Training a Generally Curious Agent
Fahim Tajwar, Yiding Jiang, Abitha Thankaraj, Sumaita Sadia Rahman, J Zico Kolter, Jeff Schneider, Ruslan Salakhutdinov
TL;DR
Paprika presents a scalable fine-tuning framework that endows LLMs with general in-context sequential decision-making by training on diverse synthetic task groups that require strategic information gathering. The method combines SFT, multi-turn DPO, and a curriculum-driven data-sampling loop to maximize learning from trajectories while mitigating data-collection costs. Empirical results show robust zero-shot transfer to unseen task groups, improved data efficiency with curriculum learning, and no degradation on standard benchmarks, suggesting a practical path toward autonomous agents capable of solving novel sequential decision problems. These findings highlight the potential of amortized exploration and in-context RL as a route to general-purpose decision-making in interacting with the external world.
Abstract
Efficient exploration is essential for intelligent systems interacting with their environment, but existing language models often fall short in scenarios that require strategic information gathering. In this paper, we present Paprika, a fine-tuning approach that enables language models to develop general decision-making capabilities that are not confined to particular environments. By training on synthetic interaction data from different tasks that require diverse strategies, Paprika teaches models to explore and adapt their behavior on a new task based on environment feedback in-context without more gradient updates. Experimental results show that models fine-tuned with Paprika can effectively transfer their learned decision-making capabilities to entirely unseen tasks without additional training.
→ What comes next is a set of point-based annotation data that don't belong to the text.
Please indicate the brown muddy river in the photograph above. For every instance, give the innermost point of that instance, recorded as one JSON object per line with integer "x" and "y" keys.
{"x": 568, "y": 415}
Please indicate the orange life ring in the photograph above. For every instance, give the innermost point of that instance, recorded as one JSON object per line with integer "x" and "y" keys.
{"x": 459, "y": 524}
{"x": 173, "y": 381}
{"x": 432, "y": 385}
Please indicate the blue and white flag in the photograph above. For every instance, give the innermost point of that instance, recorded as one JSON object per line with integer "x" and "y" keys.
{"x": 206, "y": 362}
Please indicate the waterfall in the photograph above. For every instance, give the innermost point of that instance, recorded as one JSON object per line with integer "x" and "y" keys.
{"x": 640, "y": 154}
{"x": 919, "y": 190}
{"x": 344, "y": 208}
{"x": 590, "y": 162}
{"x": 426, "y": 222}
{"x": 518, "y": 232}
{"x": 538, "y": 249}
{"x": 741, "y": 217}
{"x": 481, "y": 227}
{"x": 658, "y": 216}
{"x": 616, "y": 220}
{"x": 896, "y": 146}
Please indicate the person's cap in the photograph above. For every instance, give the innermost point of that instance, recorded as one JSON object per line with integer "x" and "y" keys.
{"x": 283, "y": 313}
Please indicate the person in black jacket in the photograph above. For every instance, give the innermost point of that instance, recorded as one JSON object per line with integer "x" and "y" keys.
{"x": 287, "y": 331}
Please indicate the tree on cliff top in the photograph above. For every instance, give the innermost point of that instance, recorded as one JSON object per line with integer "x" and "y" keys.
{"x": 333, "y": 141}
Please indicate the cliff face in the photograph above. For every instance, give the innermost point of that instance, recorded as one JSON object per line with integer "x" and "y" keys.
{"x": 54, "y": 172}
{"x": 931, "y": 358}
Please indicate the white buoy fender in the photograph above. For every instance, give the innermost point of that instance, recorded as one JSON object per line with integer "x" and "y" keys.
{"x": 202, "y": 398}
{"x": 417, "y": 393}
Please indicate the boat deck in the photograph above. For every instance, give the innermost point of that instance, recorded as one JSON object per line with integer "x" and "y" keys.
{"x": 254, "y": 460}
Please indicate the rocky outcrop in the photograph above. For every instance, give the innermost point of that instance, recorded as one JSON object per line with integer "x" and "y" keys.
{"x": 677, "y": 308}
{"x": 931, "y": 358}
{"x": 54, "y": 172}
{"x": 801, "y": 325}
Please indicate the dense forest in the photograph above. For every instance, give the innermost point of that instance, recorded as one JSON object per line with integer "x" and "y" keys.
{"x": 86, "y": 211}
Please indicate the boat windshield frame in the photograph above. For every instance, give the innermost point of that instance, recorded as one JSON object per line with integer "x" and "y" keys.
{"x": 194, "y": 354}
Unlike traditional training, our approach's primary bottleneck lies in sampling useful interaction data instead of model updates. To improve sample efficiency, we propose a curriculum learning strategy that prioritizes sampling trajectories from tasks with high learning potential. These results suggest a promising path towards AI systems that can autonomously solve novel sequential decision-making problems that require interactions with the external world.